Lei e Livio sono seduti sotto il portico della villa, le loro madri sono scese in paese a comprare la frutta, la carne, le friselle di orzo e altro cibo da mettere in dispensa, i padri a lavoro nella stessa azienda vinicola di famiglia, i padri fratelli che anni dopo non si sarebbero più parlati per colpa dei figli. I figli Livio e Maria, da soli nella villa, lasciati nel pieno della fiducia, lui più grande, lei distaccata, lui iscritto all’università, lei avrebbe iniziato il liceo a settembre, lui che scende dalle grandi città che visita per tornare al mare con tutti quei nomi di grandi artisti, e che anni dopo avrebbe portato Maria in giro per musei ma solo dopo esserle entrato dentro, ripetutamente, alla fine di quell’estate.

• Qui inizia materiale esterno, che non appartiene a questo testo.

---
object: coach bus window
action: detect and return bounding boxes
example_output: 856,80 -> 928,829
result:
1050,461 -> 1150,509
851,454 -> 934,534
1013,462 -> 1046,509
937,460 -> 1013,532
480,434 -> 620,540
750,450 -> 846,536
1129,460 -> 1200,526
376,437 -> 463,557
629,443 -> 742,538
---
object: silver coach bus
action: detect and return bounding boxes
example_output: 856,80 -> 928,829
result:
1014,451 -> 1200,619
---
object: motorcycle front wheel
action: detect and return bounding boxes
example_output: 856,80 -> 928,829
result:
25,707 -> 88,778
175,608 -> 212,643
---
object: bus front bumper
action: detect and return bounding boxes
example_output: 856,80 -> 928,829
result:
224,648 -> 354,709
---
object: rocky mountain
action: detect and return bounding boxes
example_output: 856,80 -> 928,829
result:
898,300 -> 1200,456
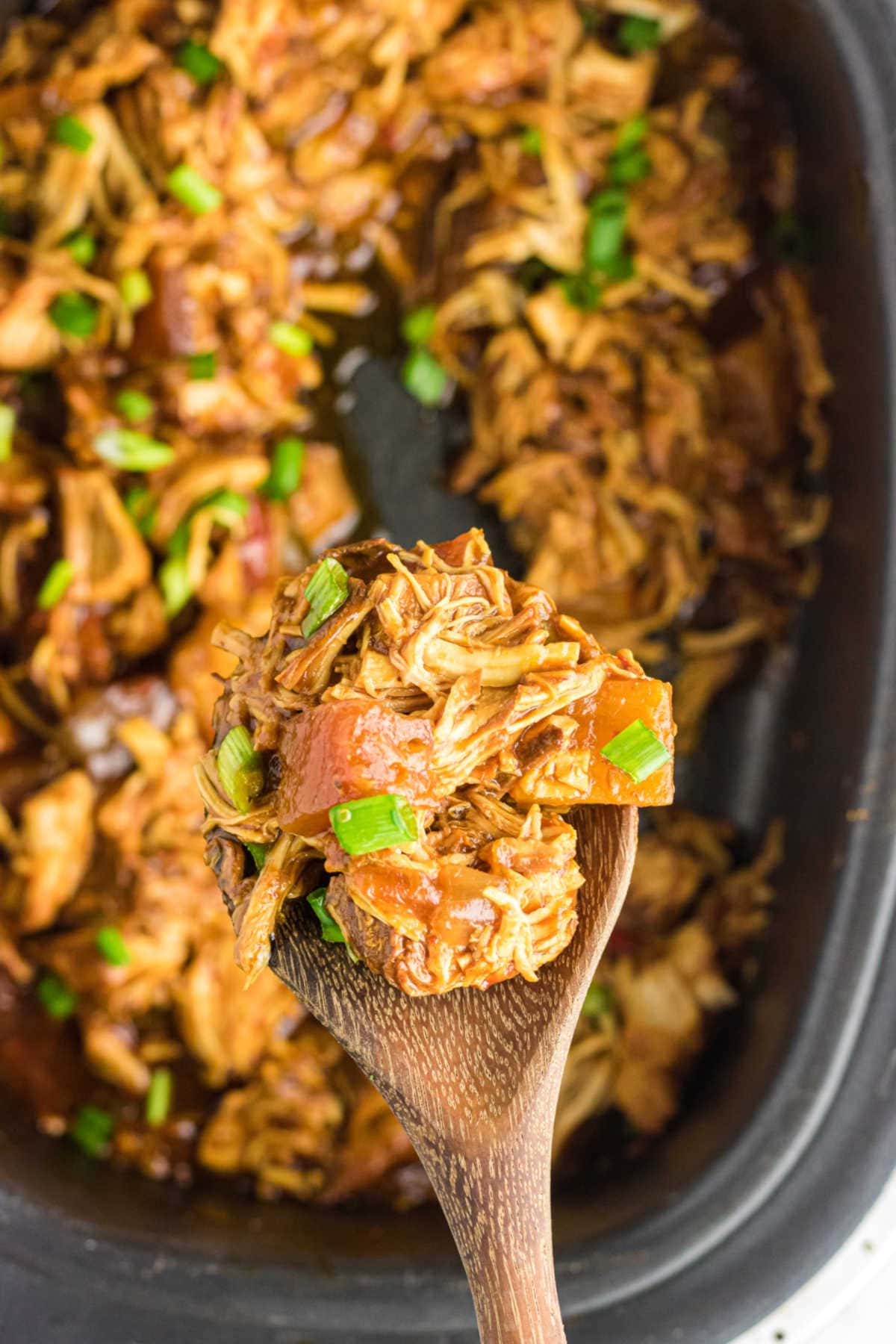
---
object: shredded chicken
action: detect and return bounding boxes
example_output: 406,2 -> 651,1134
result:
197,532 -> 674,995
0,0 -> 830,1203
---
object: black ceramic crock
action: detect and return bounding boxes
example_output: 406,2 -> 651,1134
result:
0,0 -> 896,1344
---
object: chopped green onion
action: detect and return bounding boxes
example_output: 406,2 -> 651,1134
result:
614,113 -> 647,155
62,228 -> 97,266
582,980 -> 617,1021
158,555 -> 193,620
243,840 -> 270,872
94,924 -> 131,966
617,13 -> 662,57
37,561 -> 75,612
124,485 -> 158,536
35,974 -> 78,1021
187,349 -> 217,382
267,321 -> 314,359
52,113 -> 94,155
302,555 -> 348,638
144,1067 -> 175,1126
329,793 -> 417,853
93,426 -> 175,472
560,272 -> 602,313
610,149 -> 653,187
50,289 -> 99,337
116,387 -> 156,425
308,887 -> 345,942
585,187 -> 629,270
402,346 -> 449,406
259,438 -> 305,500
168,164 -> 224,215
202,487 -> 249,527
600,719 -> 672,783
217,723 -> 264,812
520,126 -> 543,158
168,488 -> 249,558
175,40 -> 224,84
402,304 -> 435,346
69,1106 -> 116,1157
118,267 -> 152,313
0,402 -> 16,462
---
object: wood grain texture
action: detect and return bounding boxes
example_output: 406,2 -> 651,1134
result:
271,808 -> 638,1344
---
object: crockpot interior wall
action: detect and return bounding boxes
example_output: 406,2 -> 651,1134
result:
0,0 -> 888,1306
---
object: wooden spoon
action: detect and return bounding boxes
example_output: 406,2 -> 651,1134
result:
270,808 -> 638,1344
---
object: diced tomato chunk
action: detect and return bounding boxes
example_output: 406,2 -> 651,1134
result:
567,677 -> 676,808
277,700 -> 437,835
511,676 -> 676,808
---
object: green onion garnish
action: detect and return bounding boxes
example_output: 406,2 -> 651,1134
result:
168,164 -> 224,215
217,723 -> 264,812
94,924 -> 131,966
0,402 -> 16,462
520,126 -> 541,158
402,304 -> 435,346
69,1106 -> 116,1157
62,228 -> 97,266
308,887 -> 345,942
50,289 -> 99,337
144,1067 -> 175,1126
187,349 -> 217,382
52,113 -> 94,155
402,346 -> 449,406
168,488 -> 249,558
617,13 -> 662,57
600,719 -> 672,783
202,487 -> 249,527
116,387 -> 156,425
582,980 -> 617,1021
37,559 -> 75,612
267,321 -> 314,359
585,187 -> 629,270
175,42 -> 223,84
610,149 -> 653,187
93,426 -> 175,472
329,793 -> 417,853
243,840 -> 270,872
124,485 -> 158,536
158,555 -> 193,620
118,267 -> 152,313
35,973 -> 78,1021
259,438 -> 305,500
560,272 -> 602,313
302,556 -> 348,638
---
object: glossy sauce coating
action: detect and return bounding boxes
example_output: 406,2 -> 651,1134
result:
570,677 -> 676,808
277,700 -> 435,835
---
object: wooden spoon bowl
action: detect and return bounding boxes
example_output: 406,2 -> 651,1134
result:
270,808 -> 638,1344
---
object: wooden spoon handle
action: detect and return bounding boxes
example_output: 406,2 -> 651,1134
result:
418,1119 -> 565,1344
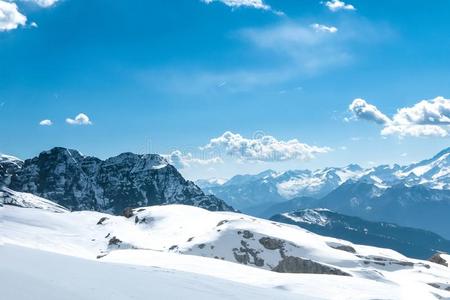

Ed è successo proprio così, che quell’estate si tengono inizialmente più distanti a parlare di sforzo creativo, di processo interiore del dolore, di elaborazione di un’idea, tutte cose che Maria non sa, non capisce e che beve così come Livio gliele presenta, e via via gli si mette più vicina: incrociano i commenti su grandi  temi  all’osservazione dei quadri più famosi, La notte stellata, La dama con l’ermellino, Olympia, la Vocazione di San Matteo, e si leva tra di loro una promessa, una promessa si mette al centro della fronte di entrambi, poi passa intorno ai polsi come un laccio, è la promessa di non dire a nessuno cosa sta accadendo, che più cresce la fame di bellezza, di colori, di tensione, di prospettive, di sguardo, la fame di scene passate, perdute, conservate ancora intatte, la fame che ha portato Maria alle prime notti passate a dipingere, abbandonando il disegno a carbonella; più cresce la fame di unire i loro punti di contatto sparsi nell’aria come stelle invisibili e basse, più Livio le si avvicina accaldato, lentissimo, costante. E le tiene la faccia negli occhi come la frutta nelle ceste dei quadri, una natura morta che non può essere mangiata finché non ci si convince che è vera e può essere afferrata.
È successo il 23 agosto: c’è un enorme catalogo aperto sul letto della stanza dove dormono Livio e suo fratello Giulio, il cugino più piccolo. La doppia pagina è tutta interamente dedicata a Papa Innocenzo X di Velàzquez. Ma Livio fa una cosa inaspettata: anziché parlarle del dipinto del 1650, inizia a farle capire l’enormità di quel ritratto del Papa seduto su un trono di legno dorato a partire da un’ossessione di un altro artista. Non le parla perciò del pittore spagnolo, delle volte in cui visitò l’Italia, di cosa facesse nella sua bottega, dei volti che aveva già ritratto, di come usasse il colore o la luce. Non le dice di Innocenzo X seduto di tre quarti, le braccia posate sul bracciolo del trono, non le dice che Innocenzo X guarda proprio lei, proprio in quel momento e anche da quella pagina di catalogo, le labbra strette, in movimento da fermo, enorme e magnifico. Non le dice che la guarderà per sempre perché così ha voluto Diego de Silva Velàzquez. Le dice invece che c’è Francis Bacon. Così, nel mondo c’è ciò che ha lasciato lui. È morto solo tre anni prima, ma c’è ancora perché ci sono le cose che ha visto. Le dice le cose che Francis Bacon ha visto su Innocenzo X.  Allora Maria va verso l’interruttore della luce: – Se ci sono ancora queste cose che ha visto, se ci sono sempre, le vedremo anche così – e spegne.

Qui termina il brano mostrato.